They’re back…I first posted this exactly two years ago. Today, unaware of the anniversary of this piece, the family memories began flooding in. Re-reading this moved me to share again.
There are ghosts in my kitchen. They show up every year just about now. The women in my family who loved me and taught me to cook in their kitchens are all gone now, but their presence is palpable. I feel them all around me as I begin to pull together our Thanksgiving meal, and I am comforted.
I pull out the blue bowl that my mother always used to serve her cranberry sauce, and the cream-colored ceramic bowl that we used to make the pumpkin custard for our pies. Her brown pie plate is still perfect for my crust and I read the recipe from a dog-eared sheet of paper written out in my father’s hand-writing.
Our meal will be served on dishes I inherited from my grandmother that include her beautiful serving dishes. Wine will be poured into the Waterford goblets my folks gave me so long ago when I was a young bride. The silver flatware was a wedding gift to my parents when they married in 1948. My mother used it every day.

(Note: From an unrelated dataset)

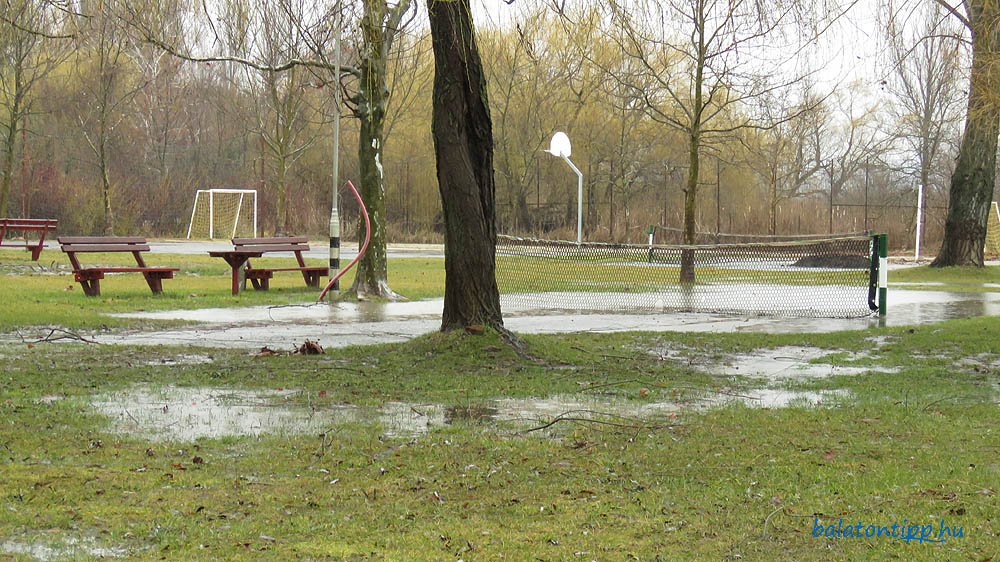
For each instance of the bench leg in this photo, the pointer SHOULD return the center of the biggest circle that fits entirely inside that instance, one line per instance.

As I begin on the cranberry relish, I can close my eyes and hear the sounds of my family around me. My Hungarian grandmother is pink-cheeked from her annual martini as she sharpens the knife to carve the turkey. She did such a better job than did my maternal grandfather, who is in the living room with “the guys”, either playing chess or idly watching a football game. Mama and her sister, my aunt, are bickering a bit, as usual, but they will pull the meal together and serve it on the table that sits in my dining room now. My maternal grandmother, “Moo Moo”, is making gravy and crying softly as she stirs. “What’s wrong, Moo Moo?” I ask her. “I’m crying because I’m so happy to have our family together, my darling.”

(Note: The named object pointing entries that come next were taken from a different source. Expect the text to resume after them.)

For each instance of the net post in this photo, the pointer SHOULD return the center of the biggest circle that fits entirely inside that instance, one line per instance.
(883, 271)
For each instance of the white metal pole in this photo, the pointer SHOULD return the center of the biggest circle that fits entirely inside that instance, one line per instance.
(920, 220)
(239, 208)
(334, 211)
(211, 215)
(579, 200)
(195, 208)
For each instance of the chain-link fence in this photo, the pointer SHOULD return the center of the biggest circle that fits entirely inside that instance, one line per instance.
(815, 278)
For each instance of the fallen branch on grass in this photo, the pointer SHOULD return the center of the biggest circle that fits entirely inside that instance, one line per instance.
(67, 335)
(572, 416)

After the meal, my grandfather, Daddy and my uncle will shoo us out of the kitchen and launch into the clean-up. My mother and Aunt Ann will kick off their high heels and each light up a cigarette. Grandma and Moo Moo will both agree that this was our best Thanksgiving “ever”. I lie on the sofa with my head in someone’s lap and feel surrounded with love from the women – and men – in my family.
There are ghosts in my kitchen. I cherish them and hold them close to my heart. Happy Thanksgiving.